Banger'z ouvre le bal avec une gamme entièrement construite autour de lui : sept flacons, deux vagues de lancement et une identité visuelle qui pioche sans complexe dans l'imaginaire électro le plus connu de la planète.
On a testé les sept. Pendant plus d'un mois.
Rien que du cola.
Oui, c'était un pari stupide. Et non, on ne l'a pas regretté.
LA FRENCH TOUCH, MAIS EN FLACON
Banger'z ne sort pas de nulle part. CDS Lab, labo familial basé à Marmande depuis 2014, a construit une bonne partie de sa gamme gourmande sur ce principe : Vappy qui lorgne vers le beurre de cacahuète popularisé par Skippy, du moins dans les codes visuels, les chocolats de Dubaï recyclés en arôme, Vapoff qui pioche du côté du Spéculoos.
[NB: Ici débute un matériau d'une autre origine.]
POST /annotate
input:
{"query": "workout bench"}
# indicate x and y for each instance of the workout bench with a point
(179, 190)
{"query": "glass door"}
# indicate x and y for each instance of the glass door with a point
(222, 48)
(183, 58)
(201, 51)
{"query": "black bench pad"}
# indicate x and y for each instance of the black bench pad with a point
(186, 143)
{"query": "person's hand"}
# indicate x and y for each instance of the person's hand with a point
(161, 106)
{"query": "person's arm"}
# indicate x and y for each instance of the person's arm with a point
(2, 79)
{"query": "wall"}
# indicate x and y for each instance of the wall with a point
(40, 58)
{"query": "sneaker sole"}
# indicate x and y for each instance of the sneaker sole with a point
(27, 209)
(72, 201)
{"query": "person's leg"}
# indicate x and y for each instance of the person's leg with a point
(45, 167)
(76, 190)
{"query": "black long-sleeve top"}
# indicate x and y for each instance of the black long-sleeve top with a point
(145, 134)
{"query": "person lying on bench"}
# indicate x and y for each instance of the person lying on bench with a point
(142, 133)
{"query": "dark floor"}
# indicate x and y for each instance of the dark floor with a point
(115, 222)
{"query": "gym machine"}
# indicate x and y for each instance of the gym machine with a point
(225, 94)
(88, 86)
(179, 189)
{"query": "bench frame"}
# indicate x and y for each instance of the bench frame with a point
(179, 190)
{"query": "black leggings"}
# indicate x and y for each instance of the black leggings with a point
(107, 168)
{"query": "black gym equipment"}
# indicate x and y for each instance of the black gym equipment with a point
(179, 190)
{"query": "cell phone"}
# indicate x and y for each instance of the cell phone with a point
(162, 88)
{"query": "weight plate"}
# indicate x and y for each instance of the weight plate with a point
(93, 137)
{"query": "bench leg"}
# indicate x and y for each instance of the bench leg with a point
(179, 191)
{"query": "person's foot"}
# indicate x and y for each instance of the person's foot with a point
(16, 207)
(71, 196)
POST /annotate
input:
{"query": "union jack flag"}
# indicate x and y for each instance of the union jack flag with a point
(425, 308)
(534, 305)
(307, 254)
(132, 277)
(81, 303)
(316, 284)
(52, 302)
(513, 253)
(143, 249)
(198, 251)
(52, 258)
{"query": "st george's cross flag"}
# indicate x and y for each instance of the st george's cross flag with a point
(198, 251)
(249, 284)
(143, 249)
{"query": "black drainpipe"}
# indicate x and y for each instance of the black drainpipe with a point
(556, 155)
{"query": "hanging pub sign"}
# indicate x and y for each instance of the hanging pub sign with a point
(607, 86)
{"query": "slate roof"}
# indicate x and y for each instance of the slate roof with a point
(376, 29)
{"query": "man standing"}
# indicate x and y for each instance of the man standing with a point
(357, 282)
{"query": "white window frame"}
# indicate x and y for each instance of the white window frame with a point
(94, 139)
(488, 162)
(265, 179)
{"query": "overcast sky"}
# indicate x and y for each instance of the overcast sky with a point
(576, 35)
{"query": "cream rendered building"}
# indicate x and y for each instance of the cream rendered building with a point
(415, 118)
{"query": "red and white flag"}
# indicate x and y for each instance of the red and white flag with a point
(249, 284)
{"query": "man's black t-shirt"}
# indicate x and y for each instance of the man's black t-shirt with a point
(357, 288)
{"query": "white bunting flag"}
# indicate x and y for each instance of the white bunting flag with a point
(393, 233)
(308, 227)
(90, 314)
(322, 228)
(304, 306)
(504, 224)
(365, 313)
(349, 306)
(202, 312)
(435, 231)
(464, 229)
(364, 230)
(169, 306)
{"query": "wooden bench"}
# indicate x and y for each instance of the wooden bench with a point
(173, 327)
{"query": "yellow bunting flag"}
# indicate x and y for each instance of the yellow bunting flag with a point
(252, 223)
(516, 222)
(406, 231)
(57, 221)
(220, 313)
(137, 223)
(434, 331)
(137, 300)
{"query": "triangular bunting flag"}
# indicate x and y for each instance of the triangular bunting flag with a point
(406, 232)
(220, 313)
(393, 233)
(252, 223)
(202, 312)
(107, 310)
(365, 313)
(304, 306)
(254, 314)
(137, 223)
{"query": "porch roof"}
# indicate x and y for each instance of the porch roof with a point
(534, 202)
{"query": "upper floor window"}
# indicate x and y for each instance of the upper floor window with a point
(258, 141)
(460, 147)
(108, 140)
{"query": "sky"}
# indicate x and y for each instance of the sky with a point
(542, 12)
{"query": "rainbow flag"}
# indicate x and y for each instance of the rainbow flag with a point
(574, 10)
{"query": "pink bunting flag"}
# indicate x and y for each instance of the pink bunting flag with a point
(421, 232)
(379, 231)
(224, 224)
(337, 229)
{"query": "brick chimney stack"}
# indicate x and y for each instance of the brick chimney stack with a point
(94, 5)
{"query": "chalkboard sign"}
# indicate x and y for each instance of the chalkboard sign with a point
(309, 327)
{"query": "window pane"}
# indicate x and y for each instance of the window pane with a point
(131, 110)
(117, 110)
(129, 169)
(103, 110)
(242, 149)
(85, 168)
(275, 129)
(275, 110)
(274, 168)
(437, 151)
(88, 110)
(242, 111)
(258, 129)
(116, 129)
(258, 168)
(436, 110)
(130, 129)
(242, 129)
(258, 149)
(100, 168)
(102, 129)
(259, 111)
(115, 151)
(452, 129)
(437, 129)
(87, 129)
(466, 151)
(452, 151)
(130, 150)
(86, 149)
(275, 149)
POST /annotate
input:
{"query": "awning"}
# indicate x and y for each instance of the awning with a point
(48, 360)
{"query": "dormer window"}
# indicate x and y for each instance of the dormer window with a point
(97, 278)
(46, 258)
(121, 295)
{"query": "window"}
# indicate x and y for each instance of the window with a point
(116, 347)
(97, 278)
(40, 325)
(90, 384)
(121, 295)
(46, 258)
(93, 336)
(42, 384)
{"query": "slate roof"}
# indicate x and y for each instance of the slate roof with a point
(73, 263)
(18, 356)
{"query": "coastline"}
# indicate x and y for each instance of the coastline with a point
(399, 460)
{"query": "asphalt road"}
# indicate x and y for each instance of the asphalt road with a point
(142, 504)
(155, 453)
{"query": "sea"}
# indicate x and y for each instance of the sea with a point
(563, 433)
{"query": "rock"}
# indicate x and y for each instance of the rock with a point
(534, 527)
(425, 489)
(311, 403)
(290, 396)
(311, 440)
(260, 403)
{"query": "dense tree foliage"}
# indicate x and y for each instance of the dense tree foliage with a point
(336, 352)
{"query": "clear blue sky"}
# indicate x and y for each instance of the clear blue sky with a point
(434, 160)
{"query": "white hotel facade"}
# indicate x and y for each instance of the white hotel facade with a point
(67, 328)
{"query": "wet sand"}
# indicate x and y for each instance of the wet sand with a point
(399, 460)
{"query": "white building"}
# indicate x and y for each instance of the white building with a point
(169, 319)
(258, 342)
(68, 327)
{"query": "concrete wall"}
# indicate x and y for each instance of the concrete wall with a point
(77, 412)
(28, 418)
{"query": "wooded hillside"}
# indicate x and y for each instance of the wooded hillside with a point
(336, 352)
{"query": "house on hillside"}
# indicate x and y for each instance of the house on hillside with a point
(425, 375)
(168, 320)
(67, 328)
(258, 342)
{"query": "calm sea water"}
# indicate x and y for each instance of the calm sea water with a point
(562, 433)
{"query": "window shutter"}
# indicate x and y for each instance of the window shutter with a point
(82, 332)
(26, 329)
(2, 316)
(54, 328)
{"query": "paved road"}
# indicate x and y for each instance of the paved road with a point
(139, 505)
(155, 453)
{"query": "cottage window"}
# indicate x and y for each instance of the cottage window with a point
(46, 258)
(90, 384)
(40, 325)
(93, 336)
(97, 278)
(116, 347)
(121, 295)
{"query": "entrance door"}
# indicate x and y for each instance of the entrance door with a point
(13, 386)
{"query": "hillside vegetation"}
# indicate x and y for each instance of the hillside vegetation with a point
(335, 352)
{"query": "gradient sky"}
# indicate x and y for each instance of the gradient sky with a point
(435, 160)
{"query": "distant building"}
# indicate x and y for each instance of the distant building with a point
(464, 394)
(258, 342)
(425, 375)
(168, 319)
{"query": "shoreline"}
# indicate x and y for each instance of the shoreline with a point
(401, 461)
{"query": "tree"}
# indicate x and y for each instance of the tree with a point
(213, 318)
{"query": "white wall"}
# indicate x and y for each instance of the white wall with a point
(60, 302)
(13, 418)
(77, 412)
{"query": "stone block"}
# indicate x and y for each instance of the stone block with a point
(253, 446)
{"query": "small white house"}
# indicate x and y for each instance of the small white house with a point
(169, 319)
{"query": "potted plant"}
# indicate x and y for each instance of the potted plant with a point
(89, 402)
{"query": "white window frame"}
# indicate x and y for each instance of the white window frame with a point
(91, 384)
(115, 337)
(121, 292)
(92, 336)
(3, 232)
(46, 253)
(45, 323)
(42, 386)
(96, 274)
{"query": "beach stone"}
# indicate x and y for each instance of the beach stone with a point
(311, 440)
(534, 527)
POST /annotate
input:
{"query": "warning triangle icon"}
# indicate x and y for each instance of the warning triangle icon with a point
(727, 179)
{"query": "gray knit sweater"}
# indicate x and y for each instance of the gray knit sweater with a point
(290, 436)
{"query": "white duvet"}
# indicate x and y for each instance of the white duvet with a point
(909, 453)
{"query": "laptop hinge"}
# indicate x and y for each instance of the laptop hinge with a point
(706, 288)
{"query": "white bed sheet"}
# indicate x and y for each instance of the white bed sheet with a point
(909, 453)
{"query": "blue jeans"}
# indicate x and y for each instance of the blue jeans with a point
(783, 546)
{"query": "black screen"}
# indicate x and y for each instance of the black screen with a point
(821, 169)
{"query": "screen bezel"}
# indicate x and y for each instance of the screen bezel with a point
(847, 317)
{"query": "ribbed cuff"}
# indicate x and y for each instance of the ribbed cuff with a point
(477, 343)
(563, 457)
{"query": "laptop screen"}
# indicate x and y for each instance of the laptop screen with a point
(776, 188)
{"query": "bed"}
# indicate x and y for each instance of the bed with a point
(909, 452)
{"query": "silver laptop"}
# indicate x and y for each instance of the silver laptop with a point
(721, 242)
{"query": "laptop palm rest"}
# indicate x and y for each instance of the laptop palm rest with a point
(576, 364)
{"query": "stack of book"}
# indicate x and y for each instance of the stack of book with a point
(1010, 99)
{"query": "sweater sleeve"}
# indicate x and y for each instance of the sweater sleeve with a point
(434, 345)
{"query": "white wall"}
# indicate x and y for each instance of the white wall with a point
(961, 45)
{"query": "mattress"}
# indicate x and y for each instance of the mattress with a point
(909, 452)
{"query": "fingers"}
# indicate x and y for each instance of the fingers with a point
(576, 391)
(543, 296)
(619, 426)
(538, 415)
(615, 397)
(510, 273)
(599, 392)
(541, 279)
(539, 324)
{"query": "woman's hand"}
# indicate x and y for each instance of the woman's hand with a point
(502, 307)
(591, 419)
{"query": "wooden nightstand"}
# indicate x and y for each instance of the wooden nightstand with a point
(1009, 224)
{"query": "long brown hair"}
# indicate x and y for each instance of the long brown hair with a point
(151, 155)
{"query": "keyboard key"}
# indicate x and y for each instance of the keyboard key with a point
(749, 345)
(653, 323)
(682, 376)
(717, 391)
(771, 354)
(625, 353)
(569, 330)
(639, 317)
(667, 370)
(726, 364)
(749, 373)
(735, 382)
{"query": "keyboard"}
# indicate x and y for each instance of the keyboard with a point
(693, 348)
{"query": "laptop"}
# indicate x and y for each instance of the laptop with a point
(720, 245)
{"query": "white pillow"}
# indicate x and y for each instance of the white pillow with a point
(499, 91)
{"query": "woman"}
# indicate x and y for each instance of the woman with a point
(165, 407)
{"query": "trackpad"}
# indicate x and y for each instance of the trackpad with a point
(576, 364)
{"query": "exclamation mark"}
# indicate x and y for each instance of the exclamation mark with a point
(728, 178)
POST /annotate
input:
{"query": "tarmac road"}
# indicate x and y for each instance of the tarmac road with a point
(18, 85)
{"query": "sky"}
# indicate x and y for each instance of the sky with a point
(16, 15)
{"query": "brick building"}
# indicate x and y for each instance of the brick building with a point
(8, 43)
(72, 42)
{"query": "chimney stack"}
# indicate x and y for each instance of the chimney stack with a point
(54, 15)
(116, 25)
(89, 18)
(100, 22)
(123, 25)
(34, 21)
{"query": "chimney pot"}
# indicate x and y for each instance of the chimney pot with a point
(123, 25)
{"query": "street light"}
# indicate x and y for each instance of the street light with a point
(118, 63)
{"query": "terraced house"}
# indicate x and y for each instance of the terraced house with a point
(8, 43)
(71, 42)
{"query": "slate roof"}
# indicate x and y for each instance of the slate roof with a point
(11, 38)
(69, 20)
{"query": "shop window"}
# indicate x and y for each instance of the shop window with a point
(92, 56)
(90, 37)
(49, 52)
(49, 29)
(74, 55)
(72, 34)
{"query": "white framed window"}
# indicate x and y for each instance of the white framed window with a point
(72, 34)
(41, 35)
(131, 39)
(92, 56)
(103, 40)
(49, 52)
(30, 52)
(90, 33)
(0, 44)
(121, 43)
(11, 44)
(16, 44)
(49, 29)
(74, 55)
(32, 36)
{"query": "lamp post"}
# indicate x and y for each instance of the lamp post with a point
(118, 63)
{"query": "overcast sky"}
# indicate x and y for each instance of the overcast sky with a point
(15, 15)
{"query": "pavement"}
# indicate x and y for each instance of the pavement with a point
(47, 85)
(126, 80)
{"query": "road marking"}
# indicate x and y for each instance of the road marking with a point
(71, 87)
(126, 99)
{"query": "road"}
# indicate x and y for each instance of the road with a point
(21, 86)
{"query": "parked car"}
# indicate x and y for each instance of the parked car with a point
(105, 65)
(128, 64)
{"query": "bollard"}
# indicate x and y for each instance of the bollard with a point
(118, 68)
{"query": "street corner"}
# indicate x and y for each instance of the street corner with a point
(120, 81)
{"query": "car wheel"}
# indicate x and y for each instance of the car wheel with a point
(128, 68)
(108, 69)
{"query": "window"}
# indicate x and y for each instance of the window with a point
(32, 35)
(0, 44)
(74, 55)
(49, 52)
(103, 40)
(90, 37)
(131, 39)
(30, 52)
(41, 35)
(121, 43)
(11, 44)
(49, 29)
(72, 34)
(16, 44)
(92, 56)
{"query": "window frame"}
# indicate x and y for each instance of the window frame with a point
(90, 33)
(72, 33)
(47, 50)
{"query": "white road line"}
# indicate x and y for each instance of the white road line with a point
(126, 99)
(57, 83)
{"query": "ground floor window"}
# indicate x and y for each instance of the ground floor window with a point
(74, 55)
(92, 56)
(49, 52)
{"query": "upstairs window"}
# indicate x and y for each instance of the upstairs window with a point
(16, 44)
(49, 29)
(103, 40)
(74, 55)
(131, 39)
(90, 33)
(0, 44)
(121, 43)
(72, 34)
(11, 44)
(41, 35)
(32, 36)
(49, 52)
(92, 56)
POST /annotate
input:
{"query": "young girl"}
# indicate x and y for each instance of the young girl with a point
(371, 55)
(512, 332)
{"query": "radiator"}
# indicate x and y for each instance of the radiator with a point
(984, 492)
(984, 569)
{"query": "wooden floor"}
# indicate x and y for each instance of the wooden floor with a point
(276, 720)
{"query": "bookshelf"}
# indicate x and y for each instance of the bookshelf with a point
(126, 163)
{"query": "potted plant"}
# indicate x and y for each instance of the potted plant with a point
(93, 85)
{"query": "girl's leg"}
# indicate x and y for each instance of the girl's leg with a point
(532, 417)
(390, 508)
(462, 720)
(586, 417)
Ce n'est pas vraiment du plagiat, c'est plutôt une culture assumée du détournement : le labo ne cherche pas à inventer des univers depuis zéro, il réinterprète des imaginaires déjà installés, jusqu'à en faire une vraie signature. Avec Banger'z, l'exercice change juste d'échelle. Un casque à visière qui change de regard selon le fruit, une bande son électro qu'on croit reconnaître en visionnant les supports promo : l'hommage à l'esthétique Daft Punk est appuyé, presque provocateur, sans reprendre à l'identique l'un de leurs casques.
On pourrait s'en indigner. On préfère en rire, parce qu'il fallait bien une identité pour souder sept flacons épars, et celle-ci fonctionne redoutablement.
Pierre Jacquemet, directeur commercial et marketing de CDS Lab, est un peu le Pedro Winter de la maison : il ne joue pas de synthé, mais il sait clairement repérer ce qui traîne dans l'air du temps pour le remixer en mega hit.

UN FLACON QUI POSE AVANT D'OUVRIR
Les flacons de 120 ml jouent la carte du disque holographique. Étiquette satinée, effet arc-en-ciel qui bouge selon la lumière, logo Banger'z qui traverse le verre comme une comète.
Sur chaque flacon, le casque électro change de regard, et le détail vaut le coup d'œil : quartiers de citron pour le Cola Citron, pomme verte pour le Cola Pomme, étoiles pour la Vanille, mûres en pixel art pour la Mûre, jusque-là, tout se tient. Puis il y a l'entorse : la Cerise récupère logiquement des yeux en forme de cerises, sauf que le Dragon hérite exactement des mêmes cerises.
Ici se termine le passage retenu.